ISLAMABAD: Indian forces fired into the Pakistan-administered portion of the disputed Himalayan region of Kashmir, wounding four children, Pakistan’s military said Wednesday, a sign of increasing tensions between two nuclear-armed rivals.
“Pakistani troops befittingly responded to Indian firing” after coming under attack in Kashmir, the military said in a statement. It said Indian fire wounded the children late Tuesday night when India “resorted to unprovoked firing” in the Nakial sector along the Line of Control in Kashmir.

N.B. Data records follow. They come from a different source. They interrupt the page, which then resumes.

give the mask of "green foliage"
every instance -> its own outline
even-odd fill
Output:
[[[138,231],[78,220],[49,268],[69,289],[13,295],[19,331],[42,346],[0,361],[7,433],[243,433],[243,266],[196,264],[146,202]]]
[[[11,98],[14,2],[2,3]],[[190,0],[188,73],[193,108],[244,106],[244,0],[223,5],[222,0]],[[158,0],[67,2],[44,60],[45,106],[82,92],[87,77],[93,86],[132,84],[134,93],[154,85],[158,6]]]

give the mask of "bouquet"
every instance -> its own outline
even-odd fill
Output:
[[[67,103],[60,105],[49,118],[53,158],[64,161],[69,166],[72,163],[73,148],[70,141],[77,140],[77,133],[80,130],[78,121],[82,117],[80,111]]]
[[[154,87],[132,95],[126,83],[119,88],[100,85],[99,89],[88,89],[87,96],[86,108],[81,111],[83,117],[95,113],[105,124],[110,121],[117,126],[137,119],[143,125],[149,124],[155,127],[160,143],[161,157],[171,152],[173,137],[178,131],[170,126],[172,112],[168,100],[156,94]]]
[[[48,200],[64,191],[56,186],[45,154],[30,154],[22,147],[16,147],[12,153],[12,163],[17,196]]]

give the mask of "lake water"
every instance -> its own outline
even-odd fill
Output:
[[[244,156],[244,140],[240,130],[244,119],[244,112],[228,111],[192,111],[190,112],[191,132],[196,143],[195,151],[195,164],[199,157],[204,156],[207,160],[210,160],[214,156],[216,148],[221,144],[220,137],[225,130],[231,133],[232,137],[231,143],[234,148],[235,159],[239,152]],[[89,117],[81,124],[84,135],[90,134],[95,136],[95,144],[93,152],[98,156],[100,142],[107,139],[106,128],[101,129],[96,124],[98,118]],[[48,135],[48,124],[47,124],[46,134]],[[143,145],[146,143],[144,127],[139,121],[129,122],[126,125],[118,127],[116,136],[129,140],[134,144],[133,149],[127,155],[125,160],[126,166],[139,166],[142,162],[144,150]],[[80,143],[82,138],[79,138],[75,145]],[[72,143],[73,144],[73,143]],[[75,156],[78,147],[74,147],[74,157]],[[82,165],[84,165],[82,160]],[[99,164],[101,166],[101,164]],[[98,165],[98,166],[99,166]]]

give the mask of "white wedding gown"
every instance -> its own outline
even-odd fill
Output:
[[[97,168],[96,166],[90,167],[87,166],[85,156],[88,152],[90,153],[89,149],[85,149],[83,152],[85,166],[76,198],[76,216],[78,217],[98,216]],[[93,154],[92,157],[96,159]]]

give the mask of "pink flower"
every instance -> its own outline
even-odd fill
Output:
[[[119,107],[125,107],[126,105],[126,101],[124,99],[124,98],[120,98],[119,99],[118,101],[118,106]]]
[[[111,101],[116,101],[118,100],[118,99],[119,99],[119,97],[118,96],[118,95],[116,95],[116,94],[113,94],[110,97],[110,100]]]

Pakistan’s military said Indian forces resumed fire Wednesday morning in the Kailer and Nezapir sectors.
In New Delhi, the Indian army officials confirmed the incident, but blamed Pakistan for initiating the fire.
Two Indian army officials said the Pakistan army fired small arms and mortar shells at Indian positions in the Poonch sector late Tuesday in an “unprovoked attack.” They said Pakistan opened fire earlier Tuesday and the exchange of fire continued Wednesday.
The officials said Indian troops “retaliated.” The officials spoke on condition of anonymity as they were not authorised to speak to journalists.
Shantmanu, a senior government official in Indian-controlled Kashmir, said Pakistani fire wounded one civilian Tuesday.
Angered over the clashes, about 200 Kashmiri activists staged a sit-in Wednesday about 500 metres away from the Line of Control at Chakoti sector in Pakistan-administered Kashmir, asking India to stop the firing. They also urged India to allow them to send supplies for those affected by recent floods in Indian-controlled Kashmir that killed 200 people.
The protesters wanted to hold the rally right on the Line of Control, but Pakistani troops stopped them half a kilometre away from the frontier. The activists belonged to various groups, including the anti-India Jamaat-Ud-Dawa charity, which India says is a front for the Lashkar-e-Taiba militant group. India blames Lashkar-e-Taiba for a 2008 attack on the Indian city of Mumbai that killed 166 people.
Exchange of fire is common along the tense and heavily guarded Line of Control in Kashmir, which is divided between Pakistan and India. Fighting intensified on October 5, when violence erupted there during Eid Al Adha.
So far, this round of cross-border fire has killed 20 people and wounded more than 100 on both sides. Thousands of villagers living in Kashmir and elsewhere in Pakistan’s eastern Punjab province near the Indian-controlled Kashmir already have fled.
The clashes are the most serious violation of a 2003 ceasefire agreement.
The latest violence came after top Pakistan and Indian military officials in a hotline call Monday spoke about the ongoing violence along the border to end the clashes that killed 12 people in Pakistan and eight in India in the past week.
Both Pakistan and India blame the other for the clashes, which broke out after New Delhi abruptly cancelled talks with Pakistan after its ambassador met with Kashmiri separatist leaders.
India accuses Pakistan of sending militants into the Indian-controlled part of Kashmir, which has been a flashpoint of violence between these two neighbours for decades. Both claim the entire region as their own, and have fought two full-scale wars over control of Kashmir since gaining independence from Britain in 1947.